Gov. Chris Christie has ordered flags flown at half-staff at state government buildings Saturday - the day of Whitney Houston’s funeral.
Christie described Houston, who was born in Newark and raised in nearby East Orange, as a “cultural icon” who belongs in the same category of New Jersey music history as Frank Sinatra, Count Basie and Bruce Springsteen.
“Her accomplishments were a great source of pride for the people of the state,” Christie said, according to NJ.com. "On that basis, I think she's entitled to have that recognition made for her."
On social media and other forums, many lambasted Christie’s decision to honor the Newark native. Within 30 minutes of posting the news, NBC10 Facebook page had 350 opinions on Christie's decision to lower state flags for Houston - the majority of which were against the measure.
"Why can't we focus on the true Heroes that fight for our country? This is getting ridiculous with the whole flag lowering thing for celebs!" Ray Leichner wrote.

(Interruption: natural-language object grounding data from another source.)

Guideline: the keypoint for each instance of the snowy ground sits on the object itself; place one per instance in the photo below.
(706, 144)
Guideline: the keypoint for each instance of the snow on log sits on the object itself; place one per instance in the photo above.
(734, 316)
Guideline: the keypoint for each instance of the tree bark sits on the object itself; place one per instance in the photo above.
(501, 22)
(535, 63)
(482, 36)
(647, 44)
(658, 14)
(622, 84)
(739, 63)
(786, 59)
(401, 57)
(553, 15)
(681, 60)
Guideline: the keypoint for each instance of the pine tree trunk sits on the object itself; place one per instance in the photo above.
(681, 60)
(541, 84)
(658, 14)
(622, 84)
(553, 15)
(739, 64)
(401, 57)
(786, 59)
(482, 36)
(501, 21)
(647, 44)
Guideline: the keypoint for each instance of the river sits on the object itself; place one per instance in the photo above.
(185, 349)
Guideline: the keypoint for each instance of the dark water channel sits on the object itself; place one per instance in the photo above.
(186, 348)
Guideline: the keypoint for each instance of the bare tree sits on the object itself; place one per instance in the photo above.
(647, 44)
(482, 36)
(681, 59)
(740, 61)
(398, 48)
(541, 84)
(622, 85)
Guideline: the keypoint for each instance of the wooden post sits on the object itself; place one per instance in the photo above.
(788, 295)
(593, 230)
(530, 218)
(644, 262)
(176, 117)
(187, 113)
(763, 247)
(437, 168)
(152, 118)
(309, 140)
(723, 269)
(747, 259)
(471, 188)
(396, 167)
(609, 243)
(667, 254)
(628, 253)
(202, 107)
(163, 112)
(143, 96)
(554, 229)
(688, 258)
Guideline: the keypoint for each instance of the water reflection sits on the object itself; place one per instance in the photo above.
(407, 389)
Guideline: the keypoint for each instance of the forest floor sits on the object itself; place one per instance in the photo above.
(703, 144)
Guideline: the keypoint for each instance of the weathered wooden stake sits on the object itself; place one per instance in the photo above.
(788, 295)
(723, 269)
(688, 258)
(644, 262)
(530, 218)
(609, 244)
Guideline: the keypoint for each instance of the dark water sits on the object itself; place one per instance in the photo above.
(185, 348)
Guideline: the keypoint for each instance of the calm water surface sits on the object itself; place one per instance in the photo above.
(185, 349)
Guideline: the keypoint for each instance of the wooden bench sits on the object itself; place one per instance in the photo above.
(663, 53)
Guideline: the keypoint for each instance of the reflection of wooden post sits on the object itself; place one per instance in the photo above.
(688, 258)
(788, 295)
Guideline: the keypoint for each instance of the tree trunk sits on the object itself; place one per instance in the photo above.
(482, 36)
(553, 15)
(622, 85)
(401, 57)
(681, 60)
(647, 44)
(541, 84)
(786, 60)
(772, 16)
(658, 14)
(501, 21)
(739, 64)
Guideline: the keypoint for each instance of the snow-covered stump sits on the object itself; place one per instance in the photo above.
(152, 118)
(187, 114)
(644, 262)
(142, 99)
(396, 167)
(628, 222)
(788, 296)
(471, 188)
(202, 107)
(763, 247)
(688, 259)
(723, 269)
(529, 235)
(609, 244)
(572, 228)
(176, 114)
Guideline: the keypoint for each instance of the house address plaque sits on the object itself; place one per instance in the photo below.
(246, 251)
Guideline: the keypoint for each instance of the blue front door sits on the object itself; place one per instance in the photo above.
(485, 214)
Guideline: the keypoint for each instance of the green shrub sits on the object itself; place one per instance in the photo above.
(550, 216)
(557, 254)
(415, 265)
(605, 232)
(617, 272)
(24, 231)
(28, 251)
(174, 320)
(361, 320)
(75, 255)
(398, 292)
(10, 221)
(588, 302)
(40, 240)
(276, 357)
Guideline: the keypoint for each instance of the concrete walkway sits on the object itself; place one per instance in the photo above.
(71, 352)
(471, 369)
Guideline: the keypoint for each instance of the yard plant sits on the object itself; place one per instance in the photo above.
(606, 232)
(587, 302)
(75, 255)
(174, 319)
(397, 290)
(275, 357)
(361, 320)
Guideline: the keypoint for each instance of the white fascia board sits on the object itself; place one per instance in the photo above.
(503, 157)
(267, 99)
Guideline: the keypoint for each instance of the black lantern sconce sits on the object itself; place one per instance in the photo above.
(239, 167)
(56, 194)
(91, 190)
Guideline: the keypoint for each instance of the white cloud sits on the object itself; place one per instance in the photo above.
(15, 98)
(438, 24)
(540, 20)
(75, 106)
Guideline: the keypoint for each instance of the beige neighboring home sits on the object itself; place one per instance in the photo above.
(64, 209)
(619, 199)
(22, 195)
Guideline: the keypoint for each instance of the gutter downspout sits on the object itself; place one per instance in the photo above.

"I get the concept of she was a famous NJ Native but really, I think the idea of flying the flag half-staff for her is going a bit over-board," wrote Karen Preston. "I think it is a shame that the Governor would give this honor to Whitney Houston when there are true heroes that are Native New Jerseyans who have died for our country that do not get the same respect."
U.S. & World
"Okay I love Whitney and so sad of her passing but jeez this is a bit much. It's not like she died in battle...She died of her own doing! Love ya Whitney may you RIP but I would like to think she would even say this is a bit extreme," wrote Anastasia Carter.
Still, others supported Christie's decision, saying that this wouldn't be a discussion if the person being honored was New Jersey's Jon Bon Jovi or Bruce Springsteen. State flags were flown at half-staff when Hoboken native Frank Sinatra died.
"I'm wondering if this question would be asked if Bruce Springsteen was the dead one! I bet most opinions would be different," Mustafa Sulaiman wrote on the Facebook page.
Many say they are glad that there is some sort of public display of mourning while fans are barred from the family's private services.
"Yes they should. She was born and raised there. Also since fans cant attend her funeral, its the right thing to do in her honor," said Yasmine Wiley.
Pennsylvania Gov. Tom Corbett was similarly criticized last month after ordering all Pennsylvania flags fly at half-staff in honor of former Penn State football coach Joe Paterno.
Houston, 48, died Saturday at a hotel in Beverly Hills, Calif., just hours before she was scheduled to perform at producer Clive Davis' pre-Grammy Awards bash. Officials say she was underwater and apparently unconscious when she was pulled from a bathtub.